Taking control of Vec resize logic

Following up on: Implementing Python-style dict with hashbrown...

I have a sparsely populated Vec<Option<(K,V)>> where None is a tombstone. When the vector gets resized a new block of memory may get allocated and the old contents are copied over. Is there a way for me to take control of the resize logic to skip the tombstones during copying?

Related to this question is the source code for RawVec::resize_internal which handles the resizing. I took a long look at the source code but I could not find the point where the old contents gets copied into the newly allocated memory. Did I miss something?

As always thanks for your help.

The copying is handled by the call to realloc, which may either resize the allocation in-place, or create a new allocation and copy the contents into it.
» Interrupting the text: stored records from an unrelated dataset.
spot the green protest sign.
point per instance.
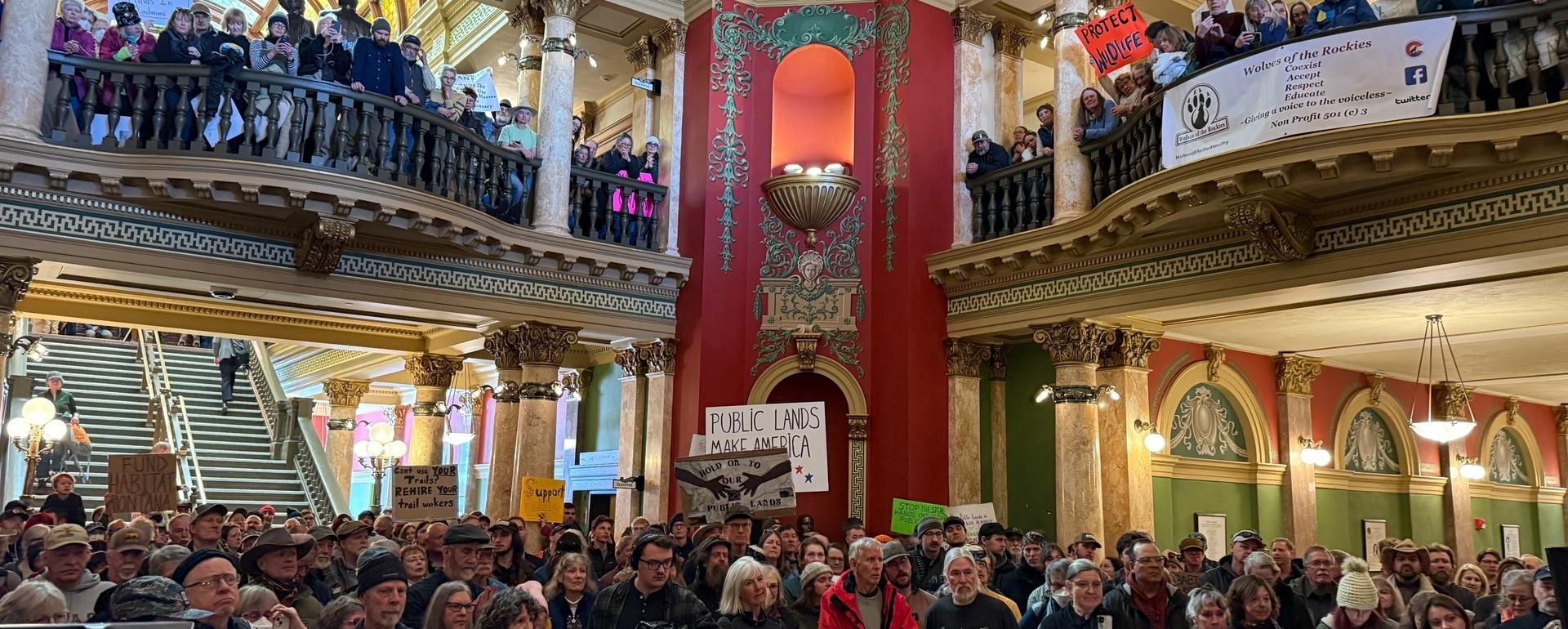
(908, 513)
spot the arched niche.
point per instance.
(813, 107)
(855, 405)
(1392, 416)
(1244, 400)
(1523, 444)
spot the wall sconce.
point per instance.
(1313, 452)
(1471, 470)
(1153, 441)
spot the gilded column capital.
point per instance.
(971, 25)
(1129, 349)
(431, 369)
(16, 276)
(670, 38)
(1075, 341)
(345, 393)
(659, 355)
(998, 363)
(543, 344)
(1295, 372)
(964, 358)
(1010, 39)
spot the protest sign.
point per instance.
(543, 499)
(1116, 38)
(908, 513)
(800, 429)
(483, 83)
(758, 480)
(141, 484)
(424, 491)
(1363, 76)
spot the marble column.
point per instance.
(431, 377)
(971, 90)
(1450, 400)
(1000, 430)
(502, 493)
(555, 115)
(963, 419)
(25, 33)
(541, 350)
(661, 359)
(629, 502)
(1295, 373)
(344, 395)
(1128, 482)
(1009, 68)
(1070, 165)
(670, 44)
(1076, 347)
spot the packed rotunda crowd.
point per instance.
(259, 569)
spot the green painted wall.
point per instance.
(1031, 441)
(599, 424)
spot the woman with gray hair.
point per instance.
(1085, 606)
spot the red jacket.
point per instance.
(840, 609)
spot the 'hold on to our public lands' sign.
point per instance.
(800, 429)
(141, 484)
(424, 491)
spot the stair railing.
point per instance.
(294, 436)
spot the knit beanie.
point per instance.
(378, 567)
(1356, 589)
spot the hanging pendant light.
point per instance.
(1455, 417)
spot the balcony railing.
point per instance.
(270, 118)
(1481, 63)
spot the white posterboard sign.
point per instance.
(1363, 76)
(797, 427)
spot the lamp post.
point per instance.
(35, 432)
(380, 452)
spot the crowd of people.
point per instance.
(237, 569)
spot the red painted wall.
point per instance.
(903, 323)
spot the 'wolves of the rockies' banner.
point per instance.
(760, 480)
(1361, 76)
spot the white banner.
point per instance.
(799, 427)
(1338, 80)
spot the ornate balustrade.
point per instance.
(269, 118)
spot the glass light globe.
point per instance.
(381, 432)
(38, 410)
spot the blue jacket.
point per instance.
(380, 68)
(1338, 13)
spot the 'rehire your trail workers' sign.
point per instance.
(800, 429)
(1116, 39)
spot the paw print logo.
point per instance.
(1200, 107)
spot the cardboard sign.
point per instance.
(800, 429)
(424, 491)
(1116, 39)
(908, 513)
(143, 484)
(543, 499)
(760, 480)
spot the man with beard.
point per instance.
(460, 562)
(712, 564)
(901, 573)
(1440, 569)
(1029, 574)
(1409, 565)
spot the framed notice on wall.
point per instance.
(1510, 540)
(1213, 528)
(1372, 530)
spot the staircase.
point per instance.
(233, 451)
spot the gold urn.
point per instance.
(811, 201)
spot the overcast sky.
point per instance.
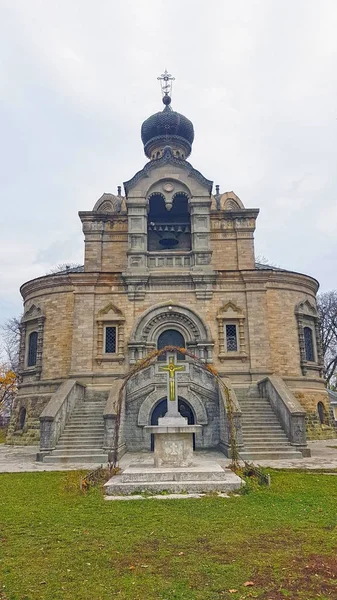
(258, 78)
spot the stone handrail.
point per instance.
(109, 416)
(225, 428)
(289, 411)
(55, 415)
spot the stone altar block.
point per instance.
(173, 443)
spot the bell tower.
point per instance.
(168, 205)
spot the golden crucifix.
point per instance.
(171, 369)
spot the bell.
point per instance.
(168, 240)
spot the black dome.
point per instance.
(165, 126)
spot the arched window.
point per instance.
(32, 349)
(171, 337)
(308, 344)
(169, 226)
(321, 412)
(22, 417)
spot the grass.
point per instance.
(3, 433)
(59, 544)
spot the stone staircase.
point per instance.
(263, 435)
(82, 437)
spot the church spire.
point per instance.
(166, 80)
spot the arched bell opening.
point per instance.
(160, 410)
(321, 413)
(171, 337)
(21, 420)
(169, 223)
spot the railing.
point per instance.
(228, 413)
(289, 411)
(166, 259)
(109, 418)
(55, 415)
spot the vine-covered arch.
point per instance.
(147, 406)
(168, 315)
(150, 359)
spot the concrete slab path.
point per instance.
(16, 459)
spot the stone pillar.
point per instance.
(200, 232)
(137, 234)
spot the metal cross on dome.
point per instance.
(166, 83)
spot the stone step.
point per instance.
(282, 454)
(77, 413)
(96, 443)
(77, 451)
(84, 428)
(76, 441)
(266, 446)
(261, 430)
(265, 438)
(115, 486)
(98, 458)
(80, 421)
(263, 421)
(251, 410)
(141, 475)
(83, 434)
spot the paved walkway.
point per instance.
(15, 459)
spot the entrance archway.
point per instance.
(161, 409)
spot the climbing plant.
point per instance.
(151, 359)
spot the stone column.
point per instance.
(137, 234)
(200, 232)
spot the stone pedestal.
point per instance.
(173, 442)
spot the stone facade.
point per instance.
(203, 291)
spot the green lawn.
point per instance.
(3, 433)
(61, 544)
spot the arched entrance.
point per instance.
(321, 412)
(171, 337)
(161, 409)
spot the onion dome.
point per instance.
(167, 128)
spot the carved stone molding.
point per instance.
(170, 316)
(32, 320)
(110, 315)
(307, 316)
(230, 312)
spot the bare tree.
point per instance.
(327, 309)
(11, 344)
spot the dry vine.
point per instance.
(151, 359)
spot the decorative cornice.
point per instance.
(167, 158)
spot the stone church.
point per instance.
(170, 262)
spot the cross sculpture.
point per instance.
(172, 396)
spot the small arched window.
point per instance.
(321, 412)
(308, 344)
(22, 417)
(171, 337)
(32, 349)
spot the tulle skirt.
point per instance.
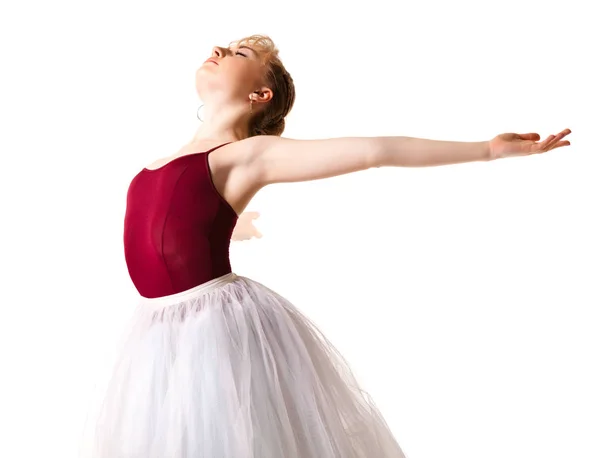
(230, 369)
I don't think there's a generic way that you can hook into Vec’s resize logic, but you could create your own push-like function with custom resizing logic, and call that instead of the standard method (and do the same for any other methods you need to call that involve resizing).

1 Like

Thanks for the clarification on the copying. Then I'll have to wait until Vec exposes the allocator.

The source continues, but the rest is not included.